Wie is Jezus en waarom werd Hij Jezus?
 

Jezus "Het Woord"

In een poging een antwoord op deze vraag te geven zijn er al heel wat boeken geschreven. Allemaal geven ze op hun manier een beeld van de Persoon Jezus. Ook in deze korte bijbelstudie wordt onze blik op Hem gericht.

Wat we van Hem weten, weten we uit de bijbel. Alle boeken in de bijbel getuigen van Hem. Maar ook hoe Hij met ons omgaat, van paradijs tot paradijs. De bijbel laat ons een stukje tijd zien binnen de eeuwigheid.

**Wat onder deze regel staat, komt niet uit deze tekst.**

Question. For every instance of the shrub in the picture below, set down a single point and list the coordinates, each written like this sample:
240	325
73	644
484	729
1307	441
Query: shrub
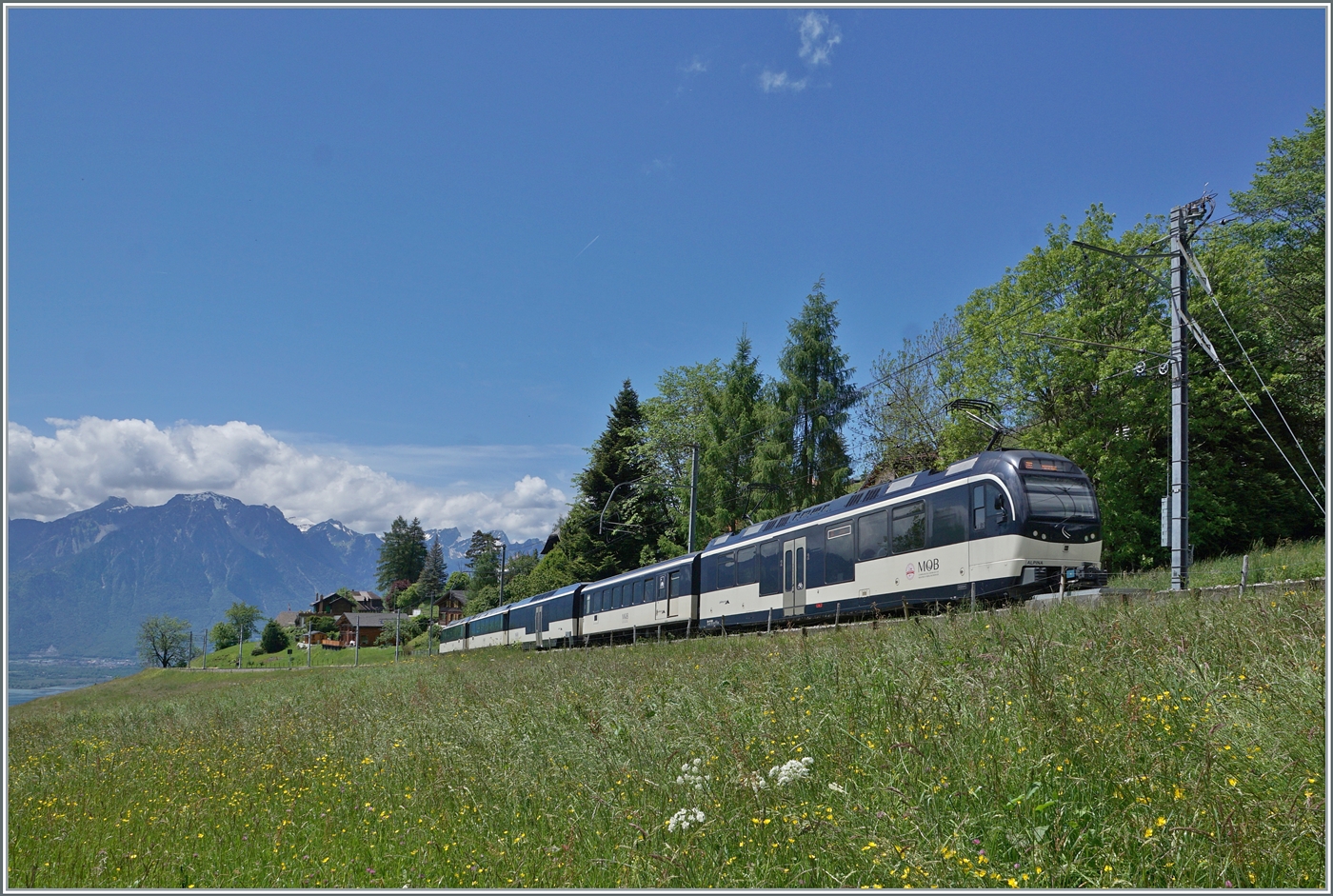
273	639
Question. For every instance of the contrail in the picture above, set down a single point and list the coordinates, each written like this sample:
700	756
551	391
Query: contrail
589	243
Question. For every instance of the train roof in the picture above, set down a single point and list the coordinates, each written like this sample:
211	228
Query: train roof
982	463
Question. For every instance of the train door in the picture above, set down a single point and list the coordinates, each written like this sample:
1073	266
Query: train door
662	606
793	578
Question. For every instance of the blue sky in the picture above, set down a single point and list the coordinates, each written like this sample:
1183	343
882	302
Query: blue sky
433	242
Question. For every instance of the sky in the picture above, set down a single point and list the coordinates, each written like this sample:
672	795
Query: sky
359	263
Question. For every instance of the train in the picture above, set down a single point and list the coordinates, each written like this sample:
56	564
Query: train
997	527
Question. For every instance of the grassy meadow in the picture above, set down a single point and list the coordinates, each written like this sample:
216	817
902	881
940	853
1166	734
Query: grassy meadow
1166	745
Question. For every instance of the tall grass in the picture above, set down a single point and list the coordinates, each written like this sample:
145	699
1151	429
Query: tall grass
1173	745
1283	562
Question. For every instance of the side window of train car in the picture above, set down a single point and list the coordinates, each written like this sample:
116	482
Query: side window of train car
839	553
872	536
948	518
726	571
908	527
746	567
769	568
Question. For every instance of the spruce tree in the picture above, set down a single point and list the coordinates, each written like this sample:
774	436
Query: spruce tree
735	423
430	585
402	555
806	459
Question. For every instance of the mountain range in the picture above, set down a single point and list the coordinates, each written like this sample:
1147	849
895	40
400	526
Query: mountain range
80	586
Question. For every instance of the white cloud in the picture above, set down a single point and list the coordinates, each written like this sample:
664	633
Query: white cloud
819	37
90	459
772	82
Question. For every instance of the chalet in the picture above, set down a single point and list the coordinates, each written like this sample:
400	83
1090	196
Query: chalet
448	606
367	626
335	605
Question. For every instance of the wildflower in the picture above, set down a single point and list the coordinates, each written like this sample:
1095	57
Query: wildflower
683	819
790	771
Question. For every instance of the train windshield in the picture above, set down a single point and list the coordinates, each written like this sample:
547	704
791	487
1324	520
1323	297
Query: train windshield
1057	498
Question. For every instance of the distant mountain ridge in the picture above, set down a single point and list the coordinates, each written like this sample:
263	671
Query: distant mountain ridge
83	583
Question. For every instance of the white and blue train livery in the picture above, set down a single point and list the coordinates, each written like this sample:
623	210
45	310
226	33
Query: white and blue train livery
999	526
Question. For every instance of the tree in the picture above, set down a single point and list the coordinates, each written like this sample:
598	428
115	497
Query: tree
164	642
636	518
223	635
403	553
903	417
273	639
430	585
806	459
483	553
735	423
243	618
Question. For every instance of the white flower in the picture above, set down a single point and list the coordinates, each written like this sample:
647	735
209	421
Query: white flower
690	776
683	819
790	771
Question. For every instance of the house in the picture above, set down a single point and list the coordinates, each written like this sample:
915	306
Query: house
367	626
448	606
335	605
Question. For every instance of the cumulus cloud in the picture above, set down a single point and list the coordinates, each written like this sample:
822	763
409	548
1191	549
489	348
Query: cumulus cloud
772	82
819	37
90	459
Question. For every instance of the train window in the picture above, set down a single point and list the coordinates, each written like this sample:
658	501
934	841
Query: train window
872	536
769	568
948	518
746	567
726	571
839	555
1059	498
909	527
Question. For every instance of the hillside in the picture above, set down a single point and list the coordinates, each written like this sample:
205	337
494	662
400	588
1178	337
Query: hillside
82	585
1148	746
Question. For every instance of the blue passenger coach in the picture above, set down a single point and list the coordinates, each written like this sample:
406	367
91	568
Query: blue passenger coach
999	526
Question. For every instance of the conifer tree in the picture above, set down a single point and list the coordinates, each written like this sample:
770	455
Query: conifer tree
402	555
806	460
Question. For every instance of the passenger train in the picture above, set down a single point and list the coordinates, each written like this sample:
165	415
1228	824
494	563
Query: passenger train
997	527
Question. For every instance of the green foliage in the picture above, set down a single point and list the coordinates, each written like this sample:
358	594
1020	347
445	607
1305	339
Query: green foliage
637	516
222	636
164	642
403	553
806	462
430	583
243	618
273	639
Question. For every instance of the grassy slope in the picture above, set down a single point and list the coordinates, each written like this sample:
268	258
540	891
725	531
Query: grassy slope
1152	746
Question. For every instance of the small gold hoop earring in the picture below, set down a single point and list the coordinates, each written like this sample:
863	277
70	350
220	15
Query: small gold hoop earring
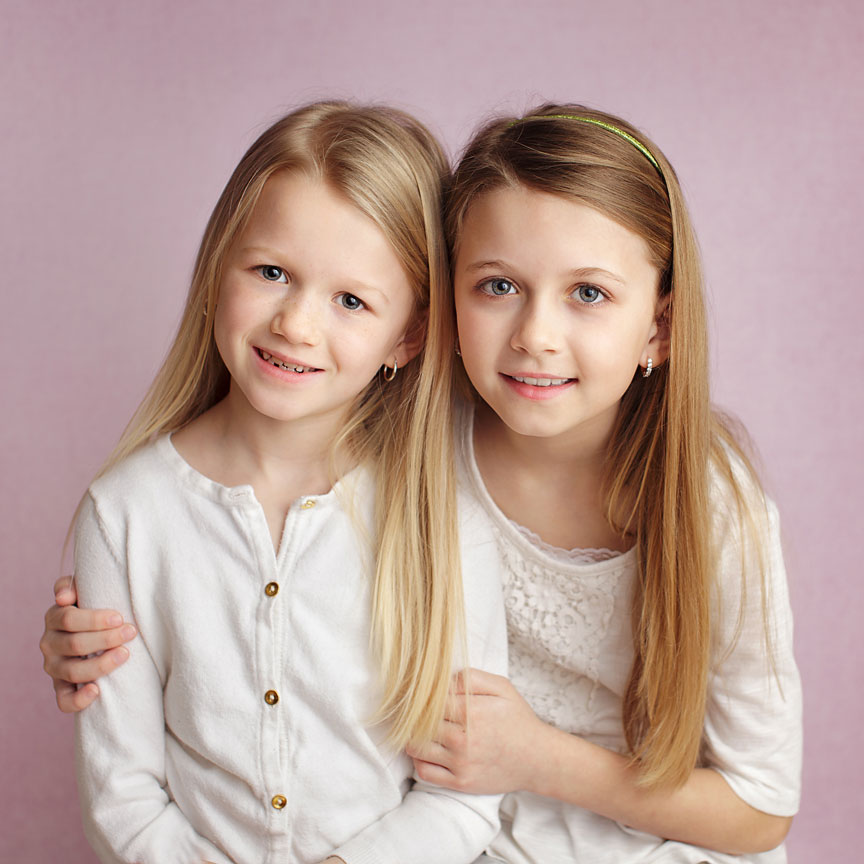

God staat buiten de tijd, toch heeft Hij ervoor gekozen de wereld en alles wat daar in en op is te scheppen binnen tijdkaders. Dat klinkt misschien wat ingewikkeld, maar waar het mij om gaat is, dat het duidelijk is, dat we God niet vast kunnen leggen in ons driedimensionaal denken. Toch heeft God Zich doen kennen binnen dat driedimensionale denken. En vanuit die kennis, die dus maar zeer ten dele is, wil ik met je kijken naar de ‘historische’ Jezus.

Jezus is de Zoon van God. God de Vader heeft dat Zelf duidelijk gemaakt. (Lucas 3:22 en 9:35).

Voordat Jezus Zijn naam kreeg, bij Zijn geboorte te Bethlehem, werd Hij ‘het Woord’ genoemd.


Johannes 1:1-3,14

“1 In den beginne was het Woord en het Woord was bij God en het Woord was God. 2 Dit was in den beginne bij God. 3 Alle dingen zijn door het Woord geworden en zonder dit is geen ding geworden, dat geworden is....14 Het Woord is vlees geworden en het heeft onder ons gewoond en wij hebben zijn heerlijkheid aanschouwd, een heerlijkheid als van de eniggeborene des Vaders, vol van genade en waarheid.”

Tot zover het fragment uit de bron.